Classification Outcomes

In binary classification, the outcomes of a model's predictions are determined by comparing the predicted label ŷ to the true label y, where both are binary values in {0, 1}, and the positive class (1) typically represents the occurrence of an event or condition of interest. These outcomes categorize whether the prediction correctly or incorrectly identifies the positive or negative class, forming the foundational building blocks for evaluating classifier performance. The four possible classification outcomes are as follows:

True Positive (TP): The model correctly predicts the positive class when the true label is positive.
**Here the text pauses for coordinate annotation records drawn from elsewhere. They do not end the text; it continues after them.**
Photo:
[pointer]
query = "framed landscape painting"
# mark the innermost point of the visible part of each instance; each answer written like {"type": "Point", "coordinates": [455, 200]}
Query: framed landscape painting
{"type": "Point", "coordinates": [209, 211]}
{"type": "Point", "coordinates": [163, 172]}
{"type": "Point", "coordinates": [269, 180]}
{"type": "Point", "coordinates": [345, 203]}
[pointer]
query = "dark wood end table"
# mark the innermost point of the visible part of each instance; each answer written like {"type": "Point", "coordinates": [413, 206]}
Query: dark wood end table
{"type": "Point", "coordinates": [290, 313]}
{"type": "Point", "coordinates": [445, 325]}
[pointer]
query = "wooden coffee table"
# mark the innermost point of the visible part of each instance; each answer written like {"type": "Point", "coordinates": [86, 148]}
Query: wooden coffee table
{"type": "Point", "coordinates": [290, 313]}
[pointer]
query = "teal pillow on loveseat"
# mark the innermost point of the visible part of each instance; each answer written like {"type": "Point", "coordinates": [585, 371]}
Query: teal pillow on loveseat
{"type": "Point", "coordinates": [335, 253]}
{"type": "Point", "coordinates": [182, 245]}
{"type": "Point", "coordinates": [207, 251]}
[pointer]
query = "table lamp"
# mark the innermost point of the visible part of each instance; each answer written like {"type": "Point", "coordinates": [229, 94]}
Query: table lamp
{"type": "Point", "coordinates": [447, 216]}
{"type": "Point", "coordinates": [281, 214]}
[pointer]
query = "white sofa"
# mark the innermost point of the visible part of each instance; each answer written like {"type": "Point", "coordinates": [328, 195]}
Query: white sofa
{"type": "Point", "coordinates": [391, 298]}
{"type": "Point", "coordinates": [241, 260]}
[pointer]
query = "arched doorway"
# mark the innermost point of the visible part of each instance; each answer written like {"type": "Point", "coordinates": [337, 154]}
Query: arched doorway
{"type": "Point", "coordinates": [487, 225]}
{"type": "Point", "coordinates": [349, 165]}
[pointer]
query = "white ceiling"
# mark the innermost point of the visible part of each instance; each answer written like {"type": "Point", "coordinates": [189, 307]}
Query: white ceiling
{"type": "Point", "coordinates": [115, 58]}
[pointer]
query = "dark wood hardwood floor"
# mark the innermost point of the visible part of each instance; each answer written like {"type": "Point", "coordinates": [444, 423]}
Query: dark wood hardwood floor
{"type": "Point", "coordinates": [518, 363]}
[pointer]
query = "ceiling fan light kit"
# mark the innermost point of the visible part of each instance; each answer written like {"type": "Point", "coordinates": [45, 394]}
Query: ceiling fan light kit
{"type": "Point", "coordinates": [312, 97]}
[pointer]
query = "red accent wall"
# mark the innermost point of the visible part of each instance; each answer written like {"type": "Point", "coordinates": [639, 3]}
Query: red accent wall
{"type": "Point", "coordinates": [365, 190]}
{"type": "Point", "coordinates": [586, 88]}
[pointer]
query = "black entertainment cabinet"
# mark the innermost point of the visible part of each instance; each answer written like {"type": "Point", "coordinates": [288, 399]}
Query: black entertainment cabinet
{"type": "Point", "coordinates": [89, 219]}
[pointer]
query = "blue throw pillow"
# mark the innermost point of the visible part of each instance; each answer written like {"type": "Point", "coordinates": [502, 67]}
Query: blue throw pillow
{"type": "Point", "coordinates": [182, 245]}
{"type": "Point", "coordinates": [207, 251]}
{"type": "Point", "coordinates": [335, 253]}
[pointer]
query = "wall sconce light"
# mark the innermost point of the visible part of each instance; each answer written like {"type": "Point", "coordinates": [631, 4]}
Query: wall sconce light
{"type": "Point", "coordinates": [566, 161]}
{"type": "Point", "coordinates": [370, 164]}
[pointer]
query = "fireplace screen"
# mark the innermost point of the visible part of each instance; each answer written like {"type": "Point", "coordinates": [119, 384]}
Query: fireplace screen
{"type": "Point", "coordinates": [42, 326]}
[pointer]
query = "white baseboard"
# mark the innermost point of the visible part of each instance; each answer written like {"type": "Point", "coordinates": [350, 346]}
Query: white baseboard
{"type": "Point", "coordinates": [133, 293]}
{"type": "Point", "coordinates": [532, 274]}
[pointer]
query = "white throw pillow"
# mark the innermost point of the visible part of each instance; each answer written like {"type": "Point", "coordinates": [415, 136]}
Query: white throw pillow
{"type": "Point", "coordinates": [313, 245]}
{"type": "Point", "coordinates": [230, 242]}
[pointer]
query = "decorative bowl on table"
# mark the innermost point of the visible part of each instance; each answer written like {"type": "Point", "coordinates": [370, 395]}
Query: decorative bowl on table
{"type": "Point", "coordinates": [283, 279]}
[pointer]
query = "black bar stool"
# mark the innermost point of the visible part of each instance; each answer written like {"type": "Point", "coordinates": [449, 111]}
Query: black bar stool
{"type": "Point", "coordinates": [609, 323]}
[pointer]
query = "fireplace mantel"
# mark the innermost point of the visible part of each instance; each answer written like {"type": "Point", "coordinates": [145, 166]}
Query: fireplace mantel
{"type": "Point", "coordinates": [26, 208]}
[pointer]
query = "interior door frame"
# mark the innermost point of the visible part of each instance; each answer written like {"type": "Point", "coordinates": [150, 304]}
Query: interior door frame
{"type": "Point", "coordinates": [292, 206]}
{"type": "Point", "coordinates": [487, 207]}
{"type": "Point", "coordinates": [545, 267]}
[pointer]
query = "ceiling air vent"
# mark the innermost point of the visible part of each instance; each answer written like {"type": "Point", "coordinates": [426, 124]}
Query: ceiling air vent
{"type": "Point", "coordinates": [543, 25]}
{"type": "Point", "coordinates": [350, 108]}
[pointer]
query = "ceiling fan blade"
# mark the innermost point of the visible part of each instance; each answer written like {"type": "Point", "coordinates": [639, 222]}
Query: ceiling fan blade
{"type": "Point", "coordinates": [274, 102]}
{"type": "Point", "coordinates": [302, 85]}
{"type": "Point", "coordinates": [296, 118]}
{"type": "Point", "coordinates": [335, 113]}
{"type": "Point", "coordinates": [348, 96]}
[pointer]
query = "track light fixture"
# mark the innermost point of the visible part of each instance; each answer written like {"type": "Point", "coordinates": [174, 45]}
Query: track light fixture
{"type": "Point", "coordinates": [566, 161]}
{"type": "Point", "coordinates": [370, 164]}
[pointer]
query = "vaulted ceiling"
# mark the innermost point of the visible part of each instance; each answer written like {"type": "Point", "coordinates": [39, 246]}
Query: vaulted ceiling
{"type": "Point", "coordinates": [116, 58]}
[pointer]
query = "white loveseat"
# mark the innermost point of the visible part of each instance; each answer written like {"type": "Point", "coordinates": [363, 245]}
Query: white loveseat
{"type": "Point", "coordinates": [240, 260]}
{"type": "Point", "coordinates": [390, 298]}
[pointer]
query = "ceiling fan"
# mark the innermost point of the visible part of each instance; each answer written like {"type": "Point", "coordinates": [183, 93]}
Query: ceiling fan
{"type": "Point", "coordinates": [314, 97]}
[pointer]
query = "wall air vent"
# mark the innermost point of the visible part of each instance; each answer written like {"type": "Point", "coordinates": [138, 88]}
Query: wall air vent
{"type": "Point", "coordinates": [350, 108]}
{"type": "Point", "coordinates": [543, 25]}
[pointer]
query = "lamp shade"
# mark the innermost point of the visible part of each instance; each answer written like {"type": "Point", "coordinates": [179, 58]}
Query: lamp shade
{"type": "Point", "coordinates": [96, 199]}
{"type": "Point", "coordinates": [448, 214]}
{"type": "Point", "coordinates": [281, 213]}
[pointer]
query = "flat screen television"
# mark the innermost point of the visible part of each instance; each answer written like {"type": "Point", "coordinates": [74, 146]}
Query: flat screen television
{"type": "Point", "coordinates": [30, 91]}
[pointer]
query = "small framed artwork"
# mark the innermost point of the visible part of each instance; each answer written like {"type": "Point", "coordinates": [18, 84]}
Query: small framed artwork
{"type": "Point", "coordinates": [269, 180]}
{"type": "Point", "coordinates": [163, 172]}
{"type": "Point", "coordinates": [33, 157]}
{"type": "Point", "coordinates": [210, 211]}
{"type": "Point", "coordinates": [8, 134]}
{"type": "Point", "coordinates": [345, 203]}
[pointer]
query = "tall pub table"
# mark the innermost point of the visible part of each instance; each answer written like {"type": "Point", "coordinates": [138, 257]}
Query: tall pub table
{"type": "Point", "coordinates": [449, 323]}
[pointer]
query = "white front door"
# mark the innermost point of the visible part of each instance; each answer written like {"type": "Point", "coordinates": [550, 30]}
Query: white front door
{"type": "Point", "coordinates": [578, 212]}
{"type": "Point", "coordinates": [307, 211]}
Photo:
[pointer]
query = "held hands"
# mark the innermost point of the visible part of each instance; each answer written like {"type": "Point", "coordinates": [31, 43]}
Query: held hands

For instance, in medical diagnostics, a TP occurs when a test accurately identifies a patient with a disease, enabling timely treatment.
False Positive (FP): The model incorrectly predicts the positive class when the true label is negative. In the same medical context, an FP represents a false alarm, such as flagging a healthy individual as diseased, which may lead to unnecessary procedures.
True Negative (TN): The model correctly predicts the negative class when the true label is negative. Continuing the example, a TN is when the test correctly rules out the disease in a healthy patient, avoiding undue concern.
False Negative (FN): The model incorrectly predicts the negative class when the true label is positive. This is particularly critical in disease detection, as an FN might miss a sick patient, delaying intervention and potentially worsening outcomes.

These outcomes can be visually represented in a 2x2 contingency table, which organizes the results based on the true and predicted labels:

	Predicted Positive (ŷ = 1)	Predicted Negative (ŷ = 0)
Actual Positive (y = 1)	True Positive (TP)	False Negative (FN)
Actual Negative (y = 0)	False Positive (FP)	True Negative (TN)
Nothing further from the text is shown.